Several summers ago at our family camps, families studied Psalm 23, and many were deeply impacted by it. We thought what better time to share this study than now! We encourage you to gather your family and follow along weekly with this study! Read the intro to the study here.
David grew up as a shepherd and knew exactly what it took to watch over sheep. In Psalm 23, he compares his relationship with God to a sheep and a shepherd, inviting us to imagine a sheep explaining how great it is to be in the Good Shepherd’s care. With this in mind, read through all of Psalm 23 together.
Who is your Shepherd?
Ask: When you picture a shepherd with his sheep, what do you see him doing? [Most people just imagine him standing there, mindlessly staring out over his flock]
Did You Know?
Without a shepherd, sheep will stray, eat poisonous plants, drink dirty water, get stuck on their back, and be devoured by wild animals. Basically, sheep are not smart and will die on their own. The truth is, being a shepherd takes constant work and care and alertness!
Ask: Why do you think God compares us to sheep?
Ask: What qualities of God make Him worthy to follow as a shepherd?
In this week’s verse, David is confidently saying, “Look at who my Shepherd is! It’s the Lord! Who better could care for me?!” We too can have confidence because our Shepherd is powerful, wise and good; He’s on the job 24 hours a day, bearing us up (Psalm 68:19).
Sword Drill! Have someone look up and read Psalm 28:8-9 (also written by David).
Did you know that Jesus referred to Himself as the Good Shepherd? Listen to His words…
“I am the good shepherd. The good shepherd lays down his life for the sheep.” (John 10:11)
“I am the good shepherd. I know my own and my own know me, just as the Father knows me and I know the Father; and I lay down my life for the sheep.” (John 10:14-15)
What should Ewe do?
Ask: Why do you think we need a Shepherd who “lays down his life” for us?
Isaiah 53:6 gives us the answer: “All we like sheep have gone astray; we have turned – every one – to his own way; and the Lord has laid on him the iniquity of us all.”

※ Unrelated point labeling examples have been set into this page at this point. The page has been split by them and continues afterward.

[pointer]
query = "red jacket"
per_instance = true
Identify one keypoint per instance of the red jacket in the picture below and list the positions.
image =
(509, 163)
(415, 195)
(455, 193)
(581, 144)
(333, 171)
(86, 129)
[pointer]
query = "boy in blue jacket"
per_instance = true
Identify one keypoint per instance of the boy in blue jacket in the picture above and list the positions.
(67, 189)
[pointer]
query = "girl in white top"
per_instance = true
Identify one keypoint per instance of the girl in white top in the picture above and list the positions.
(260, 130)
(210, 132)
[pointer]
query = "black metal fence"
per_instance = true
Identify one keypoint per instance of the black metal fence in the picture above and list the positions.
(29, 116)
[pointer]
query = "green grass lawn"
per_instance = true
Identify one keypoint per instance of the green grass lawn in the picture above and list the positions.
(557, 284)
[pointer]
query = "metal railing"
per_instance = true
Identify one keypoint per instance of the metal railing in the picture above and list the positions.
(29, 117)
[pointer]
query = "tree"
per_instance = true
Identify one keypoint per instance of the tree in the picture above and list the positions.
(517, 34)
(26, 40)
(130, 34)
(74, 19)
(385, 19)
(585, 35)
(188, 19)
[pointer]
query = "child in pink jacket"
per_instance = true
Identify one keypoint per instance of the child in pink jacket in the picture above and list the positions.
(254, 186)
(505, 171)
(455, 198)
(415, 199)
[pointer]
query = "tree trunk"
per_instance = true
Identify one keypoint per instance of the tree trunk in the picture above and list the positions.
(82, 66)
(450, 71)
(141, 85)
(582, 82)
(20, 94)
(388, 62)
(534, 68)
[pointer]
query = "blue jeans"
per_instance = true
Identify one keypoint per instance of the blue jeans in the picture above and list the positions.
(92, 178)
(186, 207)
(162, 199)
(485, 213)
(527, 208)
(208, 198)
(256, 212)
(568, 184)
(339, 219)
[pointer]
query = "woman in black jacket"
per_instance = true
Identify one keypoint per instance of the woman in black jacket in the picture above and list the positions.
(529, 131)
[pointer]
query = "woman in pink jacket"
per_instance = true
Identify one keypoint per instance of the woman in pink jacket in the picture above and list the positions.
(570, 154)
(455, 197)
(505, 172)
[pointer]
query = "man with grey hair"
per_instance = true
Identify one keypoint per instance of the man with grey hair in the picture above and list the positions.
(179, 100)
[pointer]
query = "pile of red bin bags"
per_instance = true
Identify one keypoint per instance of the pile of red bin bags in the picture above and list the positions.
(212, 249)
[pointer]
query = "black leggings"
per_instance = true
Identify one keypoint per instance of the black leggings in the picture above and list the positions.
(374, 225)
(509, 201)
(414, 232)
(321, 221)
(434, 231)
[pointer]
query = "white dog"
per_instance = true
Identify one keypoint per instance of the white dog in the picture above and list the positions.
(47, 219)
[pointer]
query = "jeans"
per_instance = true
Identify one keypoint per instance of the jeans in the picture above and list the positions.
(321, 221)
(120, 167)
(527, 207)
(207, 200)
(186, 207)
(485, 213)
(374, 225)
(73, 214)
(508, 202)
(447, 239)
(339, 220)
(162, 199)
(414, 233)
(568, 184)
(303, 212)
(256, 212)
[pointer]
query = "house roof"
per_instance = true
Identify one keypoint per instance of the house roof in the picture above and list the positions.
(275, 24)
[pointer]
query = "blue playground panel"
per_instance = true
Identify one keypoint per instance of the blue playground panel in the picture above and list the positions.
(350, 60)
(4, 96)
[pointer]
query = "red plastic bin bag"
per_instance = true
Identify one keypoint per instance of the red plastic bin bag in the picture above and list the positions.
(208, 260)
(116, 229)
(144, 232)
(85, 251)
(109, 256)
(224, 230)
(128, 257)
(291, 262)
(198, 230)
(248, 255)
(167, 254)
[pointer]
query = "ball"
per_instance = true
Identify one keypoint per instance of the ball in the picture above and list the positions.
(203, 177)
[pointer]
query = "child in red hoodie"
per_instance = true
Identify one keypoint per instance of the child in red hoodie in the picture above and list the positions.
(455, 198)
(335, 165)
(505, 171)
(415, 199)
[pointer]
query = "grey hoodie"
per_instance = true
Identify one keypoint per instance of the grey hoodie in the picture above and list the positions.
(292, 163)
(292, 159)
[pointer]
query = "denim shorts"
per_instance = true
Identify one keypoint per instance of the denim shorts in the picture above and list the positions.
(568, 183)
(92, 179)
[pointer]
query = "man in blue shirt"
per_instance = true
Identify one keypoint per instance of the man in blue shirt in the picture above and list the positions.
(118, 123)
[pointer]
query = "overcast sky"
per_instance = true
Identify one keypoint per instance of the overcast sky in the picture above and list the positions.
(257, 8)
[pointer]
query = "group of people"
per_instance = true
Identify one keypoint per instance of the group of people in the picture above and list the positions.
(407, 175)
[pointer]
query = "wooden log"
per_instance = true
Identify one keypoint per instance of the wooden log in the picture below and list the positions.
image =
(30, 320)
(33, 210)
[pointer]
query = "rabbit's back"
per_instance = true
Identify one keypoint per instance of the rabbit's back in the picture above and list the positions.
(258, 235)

The wonderful, amazing news is that even though we are stubborn, rebellious sheep that wander and go our own way (1 Peter 2:25), Jesus offers to take the punishment for our sin and give us rest and “abundant life” (John 10:10).

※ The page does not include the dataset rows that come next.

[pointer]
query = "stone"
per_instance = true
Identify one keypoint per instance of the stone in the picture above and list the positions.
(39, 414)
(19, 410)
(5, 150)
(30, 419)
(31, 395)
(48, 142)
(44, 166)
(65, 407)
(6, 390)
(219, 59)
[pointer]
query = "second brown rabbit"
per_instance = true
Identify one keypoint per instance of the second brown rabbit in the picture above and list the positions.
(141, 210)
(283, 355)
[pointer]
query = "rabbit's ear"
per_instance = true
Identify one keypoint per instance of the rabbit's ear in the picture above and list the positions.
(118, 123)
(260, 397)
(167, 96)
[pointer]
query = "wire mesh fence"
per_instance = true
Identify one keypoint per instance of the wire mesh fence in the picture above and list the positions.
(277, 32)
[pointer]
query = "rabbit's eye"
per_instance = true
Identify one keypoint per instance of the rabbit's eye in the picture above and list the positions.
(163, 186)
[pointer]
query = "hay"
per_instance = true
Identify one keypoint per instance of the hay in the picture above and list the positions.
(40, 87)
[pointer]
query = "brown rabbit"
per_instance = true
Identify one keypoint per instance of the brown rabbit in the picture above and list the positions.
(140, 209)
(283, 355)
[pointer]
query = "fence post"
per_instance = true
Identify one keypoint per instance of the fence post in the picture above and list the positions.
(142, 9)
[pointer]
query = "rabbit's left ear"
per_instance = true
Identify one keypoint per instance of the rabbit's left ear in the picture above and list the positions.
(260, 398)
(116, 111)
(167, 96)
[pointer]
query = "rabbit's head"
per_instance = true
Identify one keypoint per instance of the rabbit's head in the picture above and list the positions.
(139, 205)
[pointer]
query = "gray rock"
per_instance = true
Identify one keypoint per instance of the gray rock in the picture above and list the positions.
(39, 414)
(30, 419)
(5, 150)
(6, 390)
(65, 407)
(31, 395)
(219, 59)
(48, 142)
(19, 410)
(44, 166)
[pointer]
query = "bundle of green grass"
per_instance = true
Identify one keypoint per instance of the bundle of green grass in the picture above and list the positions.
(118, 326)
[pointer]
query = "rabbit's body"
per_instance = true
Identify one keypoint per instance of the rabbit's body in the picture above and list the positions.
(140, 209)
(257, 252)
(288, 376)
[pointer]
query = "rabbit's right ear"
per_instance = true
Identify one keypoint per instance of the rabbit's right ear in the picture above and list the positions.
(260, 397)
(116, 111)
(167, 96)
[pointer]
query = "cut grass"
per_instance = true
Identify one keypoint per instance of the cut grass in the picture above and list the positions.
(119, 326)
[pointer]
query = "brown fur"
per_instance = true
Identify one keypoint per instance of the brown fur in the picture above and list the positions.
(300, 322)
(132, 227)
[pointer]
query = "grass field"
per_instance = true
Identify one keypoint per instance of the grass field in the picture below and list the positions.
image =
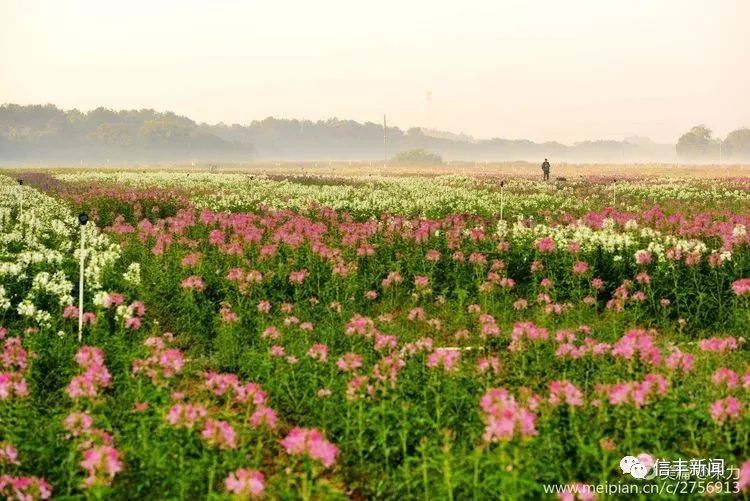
(357, 332)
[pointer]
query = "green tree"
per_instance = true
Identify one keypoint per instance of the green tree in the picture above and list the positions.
(698, 143)
(417, 157)
(737, 144)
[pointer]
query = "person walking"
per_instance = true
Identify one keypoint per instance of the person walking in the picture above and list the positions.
(545, 170)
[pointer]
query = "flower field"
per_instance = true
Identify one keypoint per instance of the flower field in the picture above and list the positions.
(368, 337)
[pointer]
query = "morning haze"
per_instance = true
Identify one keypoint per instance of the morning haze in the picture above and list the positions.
(543, 71)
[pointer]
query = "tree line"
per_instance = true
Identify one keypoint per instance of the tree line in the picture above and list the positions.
(699, 144)
(37, 133)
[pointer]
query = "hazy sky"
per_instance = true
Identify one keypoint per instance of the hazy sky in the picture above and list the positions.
(543, 70)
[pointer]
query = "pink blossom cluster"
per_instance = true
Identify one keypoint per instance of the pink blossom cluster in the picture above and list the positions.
(162, 362)
(564, 392)
(193, 283)
(24, 488)
(526, 330)
(95, 376)
(245, 483)
(638, 342)
(566, 339)
(741, 287)
(444, 358)
(637, 393)
(14, 364)
(504, 416)
(727, 409)
(71, 311)
(8, 454)
(101, 460)
(134, 315)
(311, 443)
(718, 344)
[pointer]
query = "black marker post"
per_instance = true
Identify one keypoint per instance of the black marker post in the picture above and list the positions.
(502, 200)
(20, 198)
(83, 218)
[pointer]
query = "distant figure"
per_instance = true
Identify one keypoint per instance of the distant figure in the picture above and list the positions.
(545, 169)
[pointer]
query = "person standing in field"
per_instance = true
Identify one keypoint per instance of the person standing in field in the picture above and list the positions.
(545, 170)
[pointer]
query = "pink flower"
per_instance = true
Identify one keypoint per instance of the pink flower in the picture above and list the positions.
(190, 260)
(741, 287)
(194, 283)
(264, 416)
(520, 304)
(726, 409)
(504, 417)
(445, 358)
(88, 356)
(432, 255)
(8, 455)
(421, 282)
(277, 351)
(297, 277)
(101, 463)
(245, 483)
(565, 391)
(318, 352)
(311, 443)
(133, 323)
(78, 423)
(580, 267)
(185, 415)
(725, 376)
(743, 482)
(718, 344)
(643, 257)
(488, 364)
(679, 360)
(12, 383)
(349, 362)
(545, 245)
(219, 434)
(24, 488)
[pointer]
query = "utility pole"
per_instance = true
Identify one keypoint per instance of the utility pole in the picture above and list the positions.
(385, 141)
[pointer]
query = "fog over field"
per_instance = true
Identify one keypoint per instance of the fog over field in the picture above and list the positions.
(486, 81)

In the Old Testament, people would offer a sacrifice for their sins. A shepherd, for example, would offer up a sheep for himself. But this was pointing to God’s ultimate solution to our sin problem one day when the Good Shepherd sacrificed Himself for the sheep (us).
You might be tempted to ask what you have to do to earn this forgiveness, but that’s the incredible thing… Jesus paid for all of your sins! Your job is to follow the Shepherd by faith.
Sword Drill! Have someone read John 10:27-28 to further learn what Jesus does.
Did you notice how David says, “The Lord is my shepherd”? In other words, he’s not anonymous, lost in the flock… God knows him individually and intimately. Isn’t it wonderful that the Creator of the universe would invite us to be His sheep – the object of His attention and affection? What an awesome gift and privilege to be known personally and lovingly!
Peace and Plenty
David knew the Lord was his protector and provider, which is why he confidently said, “I shall not want,” and then spent the rest of the psalm describing how he is completely satisfied, content, and at peace under his Master’s care and guidance.
We all long to have what the Good Shepherd offers – feeling safe and loved, finding peace and contentment, knowing joy and satisfaction – but we often look for it in the wrong things.
Ask: What are some ways that we try to find security and satisfaction on our own?
All of the possessions, popularity, power and pleasures of the world will always leave us empty, searching for more, and separated from our only source of true peace and plenty… Jesus Christ, the Good Shepherd, who calls us by name, makes us His own, and delights in caring for us.
Have you chosen to give up living for yourself to follow the Good Shepherd?
For Younger Kids
What are some things that children are unable to do or accomplish on their own and must have their parents do for them? (reaching something that is too high, tying shoes, driving somewhere, etc.) How is this similar to what we learned today about our Good Shepherd?
Close your time together in prayer, thanking the Lord for the free gift of salvation He offers, and the protection and provision only He can provide as our Good Shepherd.